The doctors said it was a miracle I got pregnant. My cycle had never been regular, not since I was a child. The kind of childhood that strips you down to bone and silence, where your body goes into survival mode and forgets what it means to grow, to thrive. Back then, I never had enough energy, never enough safety or food or rest for my body to do what it was meant to. My period came late, sporadic, then vanished altogether for years.

As I got older, things started to change. Stability, however fragile, stitched itself into my life piece by piece. With it came more consistency, my body slowly remembering how to function like it was meant to. But even then, the odds stayed stacked against me. When I turned sixteen, I was diagnosed with Graves-Hughes Syndrome; a rare autoimmune disorder that causes chronic inflammation and hormonal imbalance. It attacks the reproductive system like it’s something foreign. The chances of conception? Less than 5%, they said.

It’s something I rarely talk about with anyone.

‘‘It doesn’t mean your body failed, it just means it tried, against every odd.’’ Her words spiral over and over in my brain.

They gave me birth control before I was discharged. Low-dose, hormonal. A neat, blister-packed reminder of what was and what might never be again. ‘‘It’ll help regulate things,’’ the doctor said, her voice clinical, but not unkind. “Protect your body while it recovers. Give you time.” So now I pop one pill a day.

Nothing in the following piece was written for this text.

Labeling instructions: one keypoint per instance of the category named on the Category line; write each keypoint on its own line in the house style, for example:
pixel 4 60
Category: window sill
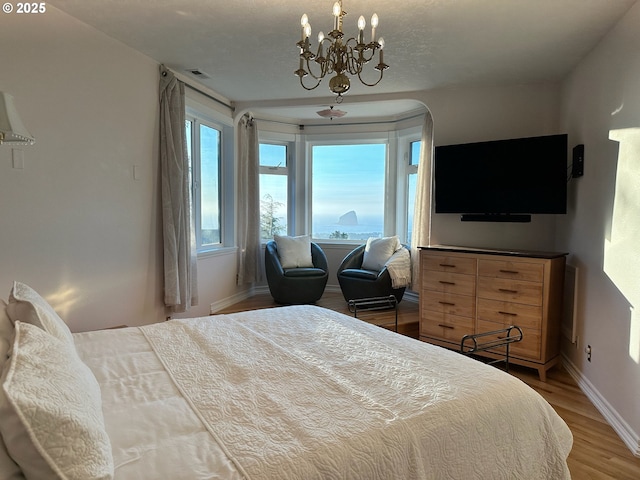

Ada didn’t want to leave today. She lingered in the doorway, keys in hand, hesitating the way she always does when she’s worried about me. But I told her I wanted some time alone. Needed it. Even if I didn’t know what to do with it. She finally relented, going to the clinic for a short shift, just to check in, to see how things had been going in our absence. She had beenhesitant, her brows pinched together in that way they do when she wants to argue but knows she won’t win. I promised her I’d be okay. I’m not sure I believe it myself, but she needed to hear it.

The house is silent now, save for the occasional creak of settling wood and the faint hum of the heater. I pull out my phone, unlocking it with muscle memory, and let my thumb hover over the messages app. It opens without me really thinking about it, and suddenly, I’m staring at old text messages from my mother.

My fingers brush across the screen, lingering on her name.

I don’t know what I’m looking for. Comfort? Understanding? A lifeline to something maternal, something that should have been there all along but never quite was?

A mother’s love is supposed to be unwavering, isn’t it? Something steadfast, something that holds you even when you’re crumbling. But that has never been the case with us. My mother is a storm—unpredictable, distant, cold. There is love there, but it is buried, suppressed beneath years of silence and absence, tucked away where neither of us can reach it. It is not the kind of love that soothes. Not the kind of love I need right now.

Still, I feel the pull. The quiet, aching desire to hear her voice, to feel something motherly wrap around me in this moment of unraveling.

But I relent.

She can’t fulfill that void. Not now. Not ever in the way I need her to. And I am too raw, too fractured to open that door right now. If I do, I will crumble.

I exhale shakily, my fingers tightening around the phone before I press the lock button, letting the screen go dark.